Luckily I had a couple of Avocados in my Riverford box this week, so I set about making up a new salad. I am particularly pleased with the salad dressing which turned out really creamy and fresh. I just used tarragon, which always goes well with chicken and some basil for added zing. 
I also like chicken cooked in this butterflied method as it cooks in minutes, as it is so thin, and stays really juicy and tender. Finally, of course you can add any other vegetables you have to hand and your salad leaves are up to you too. I used a mixture of rocket, watercress and a few sprigs of mint. So get hydrating!


Grilled Chicken with Almond Dressing, Avocado and Vegetable Salad
Dressing
50g almonds, soaked
A few sprigs of what herbs you fancy – coriander, basil, parsley or
tarragon, leaves picked
100ml extra virgin olive oil
2 x 150g chicken breasts
Zest of a lemon
Dried oregano
Extra virgin olive oil
Mixed salad leaves and maybe a few sprigs of herbs
1 bulb fennel
1 carrot
1 small courgette
1 ripe avocado
Sea salt and freshly ground black pepper
lemon wedges, to serve
For the dressing drain the almonds, add the olive oil, the herbs, a good pinch of salt and pepper and some water and puree with a hand blender until smooth and creamy.
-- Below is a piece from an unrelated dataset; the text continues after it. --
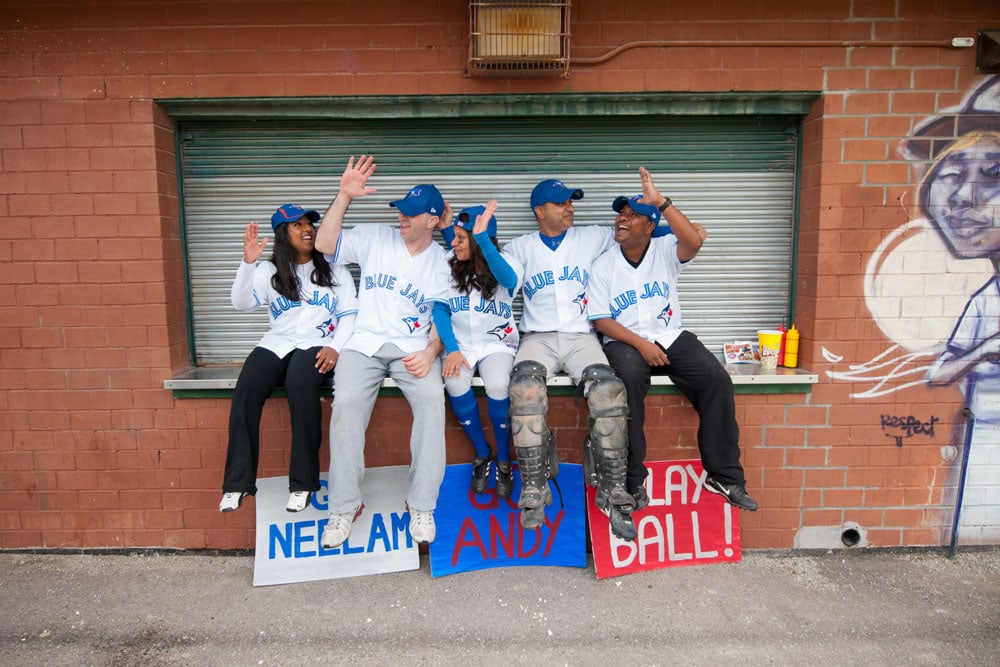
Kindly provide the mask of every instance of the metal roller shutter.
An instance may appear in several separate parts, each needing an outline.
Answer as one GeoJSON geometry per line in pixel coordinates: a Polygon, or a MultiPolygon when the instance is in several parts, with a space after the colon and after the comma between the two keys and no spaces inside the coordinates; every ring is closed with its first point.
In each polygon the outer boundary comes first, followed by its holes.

Add more water to get a good consistency and check for seasoning.
Take each chicken breast and cut it through the from one side to the other, stopping just short of the edge. This is difficult to explain so please follow link. Unfold the chicken breast and lay flat. Season with salt and pepper, dried oregano and lemon zest on both sides. Drizzle with olive oil.
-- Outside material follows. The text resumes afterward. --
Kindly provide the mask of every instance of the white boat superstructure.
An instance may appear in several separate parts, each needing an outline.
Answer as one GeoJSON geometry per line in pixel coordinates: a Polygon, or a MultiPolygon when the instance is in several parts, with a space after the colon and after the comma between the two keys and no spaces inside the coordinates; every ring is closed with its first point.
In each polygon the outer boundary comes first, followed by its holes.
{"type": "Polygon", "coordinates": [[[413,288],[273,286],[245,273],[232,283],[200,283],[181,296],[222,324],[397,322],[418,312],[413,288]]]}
Shave the fennel, courgette and carrot with a mandolin. Peel and thinly slice the avocado. Dress the salad and shaved vegetables with a little olive oil and a small pinch of salt. Arrange on plates. Heat a griddle pan of just a large frying pan. Arrange the avocado on the plates with the salad. Grill the chicken on both sides until just cooked. Place on top of the salad. Drizzle with almond dressing and serve with a wedge of lemon.